Before the event, I was wondering what I would talk about. Then I thought why not share a personal failure story – something that helped me discover the true purpose of my life and connected to my personal values and my being, challenged me like never before in my life but also brought to the fore the most feared skeletons from my closet. It was challenging to think about how to share the story- what will the audience think of me, how they would react, how I would feel after sharing etc.
But I went ahead and did it. I shared the most uncomfortable story of my life- a story in which the chief architect was my father; whose acidic remarks on how hopeless I was (when a teenager) drove my life for 17 long years. It ultimately became my motivation (negative) to prove him wrong – how this led me to be hyper-competitive as a person and excessively achievement oriented – all this to prove how wrong he was. This was a self-discovery I made as part of a behavioural lab that I underwent 12 years ago.
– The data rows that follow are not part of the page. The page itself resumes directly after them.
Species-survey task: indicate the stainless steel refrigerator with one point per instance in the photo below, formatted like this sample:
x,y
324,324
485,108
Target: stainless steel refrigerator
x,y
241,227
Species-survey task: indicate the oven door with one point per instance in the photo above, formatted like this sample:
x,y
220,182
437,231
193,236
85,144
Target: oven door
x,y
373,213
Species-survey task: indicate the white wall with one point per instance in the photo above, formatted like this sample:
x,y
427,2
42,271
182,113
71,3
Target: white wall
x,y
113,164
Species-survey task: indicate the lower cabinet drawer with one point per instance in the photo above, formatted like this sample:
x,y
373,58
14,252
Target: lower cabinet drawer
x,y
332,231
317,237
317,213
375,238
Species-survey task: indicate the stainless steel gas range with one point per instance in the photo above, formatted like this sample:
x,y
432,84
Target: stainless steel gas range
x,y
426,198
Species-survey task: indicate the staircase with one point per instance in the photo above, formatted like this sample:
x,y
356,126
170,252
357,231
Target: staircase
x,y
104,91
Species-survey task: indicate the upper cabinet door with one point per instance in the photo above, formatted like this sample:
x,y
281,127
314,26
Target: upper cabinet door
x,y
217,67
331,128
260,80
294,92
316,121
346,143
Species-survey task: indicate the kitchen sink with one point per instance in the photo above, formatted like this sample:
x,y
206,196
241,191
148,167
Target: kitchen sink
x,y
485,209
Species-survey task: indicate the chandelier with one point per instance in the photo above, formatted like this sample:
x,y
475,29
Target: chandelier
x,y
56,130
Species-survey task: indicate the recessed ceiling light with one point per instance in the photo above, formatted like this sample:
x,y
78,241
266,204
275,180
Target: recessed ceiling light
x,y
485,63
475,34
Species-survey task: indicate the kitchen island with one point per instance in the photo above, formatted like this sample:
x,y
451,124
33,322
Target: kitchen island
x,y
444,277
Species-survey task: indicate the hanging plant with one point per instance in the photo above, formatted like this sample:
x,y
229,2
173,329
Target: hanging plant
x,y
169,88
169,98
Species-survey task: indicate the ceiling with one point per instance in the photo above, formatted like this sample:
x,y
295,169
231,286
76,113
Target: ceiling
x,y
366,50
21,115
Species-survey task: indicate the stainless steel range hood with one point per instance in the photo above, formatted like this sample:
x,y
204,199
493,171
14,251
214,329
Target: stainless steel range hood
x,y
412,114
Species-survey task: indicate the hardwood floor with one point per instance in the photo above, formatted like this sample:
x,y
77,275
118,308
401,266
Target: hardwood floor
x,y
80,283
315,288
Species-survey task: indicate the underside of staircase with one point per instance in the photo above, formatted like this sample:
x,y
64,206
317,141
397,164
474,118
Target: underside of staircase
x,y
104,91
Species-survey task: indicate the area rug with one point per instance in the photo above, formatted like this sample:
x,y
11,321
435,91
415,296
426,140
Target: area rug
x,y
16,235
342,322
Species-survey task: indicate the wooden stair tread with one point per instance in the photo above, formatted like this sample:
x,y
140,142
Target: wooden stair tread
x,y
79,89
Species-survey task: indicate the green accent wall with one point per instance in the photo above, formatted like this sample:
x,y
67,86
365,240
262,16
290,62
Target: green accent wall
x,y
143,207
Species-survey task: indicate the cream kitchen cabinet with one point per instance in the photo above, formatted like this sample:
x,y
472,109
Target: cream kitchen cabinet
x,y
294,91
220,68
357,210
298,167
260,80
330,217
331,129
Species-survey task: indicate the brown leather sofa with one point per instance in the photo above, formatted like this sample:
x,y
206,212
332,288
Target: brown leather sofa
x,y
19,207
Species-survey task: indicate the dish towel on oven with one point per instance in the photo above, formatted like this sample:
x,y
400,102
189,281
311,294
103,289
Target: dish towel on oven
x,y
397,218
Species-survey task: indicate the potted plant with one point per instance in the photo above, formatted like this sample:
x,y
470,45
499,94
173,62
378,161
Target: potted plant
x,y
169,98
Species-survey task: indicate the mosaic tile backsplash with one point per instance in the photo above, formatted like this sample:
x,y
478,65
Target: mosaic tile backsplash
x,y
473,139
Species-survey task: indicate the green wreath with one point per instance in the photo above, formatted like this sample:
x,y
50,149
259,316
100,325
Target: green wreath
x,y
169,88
I was amazed on how much the story resonated with my audience. Many talked about how their parents were always pushing them, comparing them with others and how that resulted in creating an unhealthy competitive behaviour with their friends, colleagues and siblings alike. This behaviour has gotten deeply ingrained in our fabric and impacts the work environment and eventually the culture that we create at a workplace.
Today, I learnt that the power of sharing one’s vulnerability, one’s failures results is an acknowledgement of a big fact that we often ignore- we are human and entirely fallible. As the faces in the room lit up with empathy, it helped me realize that I wasn’t alone in my quest.
The quest is not for growth; the quest is not for power & recognition- it is to discover one’s purpose in life, the needs beneath one’s desires & ambitions in life. It is a quest for happiness and fulfillment. All of this does not come when we walk alone, it comes when we learn to walk together with people we love and care about. It comes when our happiness is shared with others and we are willing to share those of others.
Today, I found my cheese. I thought I was in the role of giving to others in the Talent Conclave at Sapient. The truth, however, is that I was getting back much more than what I was giving.